The Android Digital Signage Invasion Continues
March 6, 2014 by guest author, Tom Graczkowski
Guest Post: Bryan Mongeau, BroadSign
I saw a lot of people and handled a lot of questions about Android at last month’s Digital Signage Expo, and one of the most persistent ones was whether we were selling many Android boxes and licenses.
Yes, BroadSign has been selling a lot of Android devices. In the year since we started marketing what we called BroadSign Xpress, we’ve sold some 4,500 units. I don’t know how other vendors are doing, but our little blue boxes get snapped up as quickly as we can get them manufactured.
From my perspective, there are three reasons why Android has been a successful pivot for the company:
- technology (we ported our native player to the platform with the full feature set);
- timing (the hardware coming out of China in late 2012, early 2013 finally began to meet our requirements);
- price point (we got it to $99).
I remain convinced that the set-top box form factor we settled on is superior to that of HDMI sticks. Anyone who has seriously used an HDMI stick will tell you that it is inconvenient in many use cases, and requires add-ons such as adapters for Ethernet and USB hubs for USB peripherals. You end up with what I call “the squid.” Squids is what these devices look like once you attach all the required adapters to them.
Stick solutions have other drawbacks, as well. They are often under-powered because they run off USB power. You trade convenience for something that provides only 0.5 watts of power, and leads to instability. The WiFi antennas on sticks also tend to be small and weak. No serious digital signage network operator wants to be hobbled by these limitations.
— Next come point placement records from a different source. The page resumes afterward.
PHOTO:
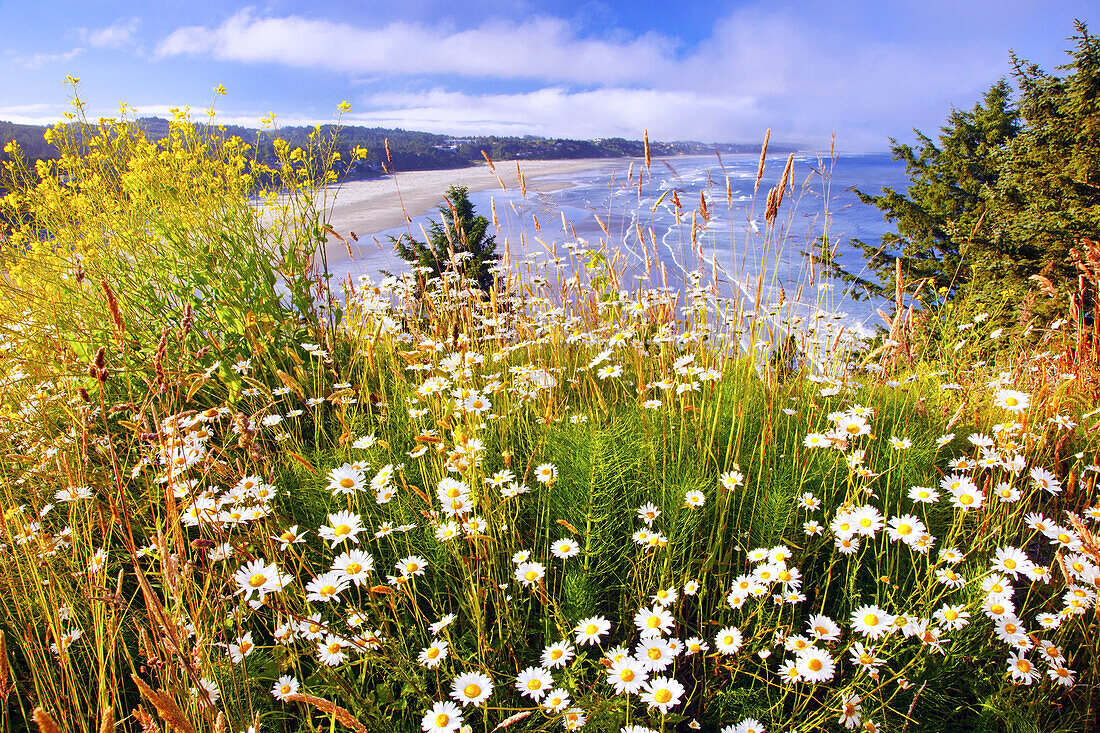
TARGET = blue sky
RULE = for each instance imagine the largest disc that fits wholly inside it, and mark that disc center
(719, 70)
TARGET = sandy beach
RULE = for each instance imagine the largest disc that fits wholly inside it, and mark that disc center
(367, 207)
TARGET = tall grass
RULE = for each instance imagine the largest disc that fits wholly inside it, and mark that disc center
(194, 448)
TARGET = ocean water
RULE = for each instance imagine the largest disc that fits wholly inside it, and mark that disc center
(732, 243)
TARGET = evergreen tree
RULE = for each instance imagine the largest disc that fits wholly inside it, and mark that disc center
(458, 242)
(994, 207)
(941, 218)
So what’s on the horizon for Android?
You’re going to see more sophisticated features brought to Android platforms that better fulfill the potential. I’m talking about Android-powered, low-cost video wall controllers, mixed-mode software and hardware video decode, multi-resolution kernels and a dynamic transition engine.
In terms of the operating system, Android is evolving into a mature OS that is adding more desktop features like multi-window. That’s the sort of thing my developers and I have been looking for. I would like to see better multi-display support at the OS level. If I could bring a dual or quad head Android product to the digital signage market, it would be truly disruptive.
When it comes to hardware, I have my eye on the roadmaps of three major chip vendors: Amlogic, Rockchip and Allwinner. The next generation SoC’s coming from these vendors provide the best solutions for our industry. I’d like to see higher clock speeds, cheaper prices, higher frame-buffer resolutions and more VPU features. Did I say cheaper prices?
We are entering the next phase of digital signage hardware evolution. The move toward ARM-based technology is real, the hardware has been field-tested and it’s applicable to not all, but a majority of use cases I see on a weekly basis.
Our own development efforts, and probably those of others, will focus heavily on expanding on use cases and evolving solutions that blend great hardware, custom firmware and a full-featured, native ARM player.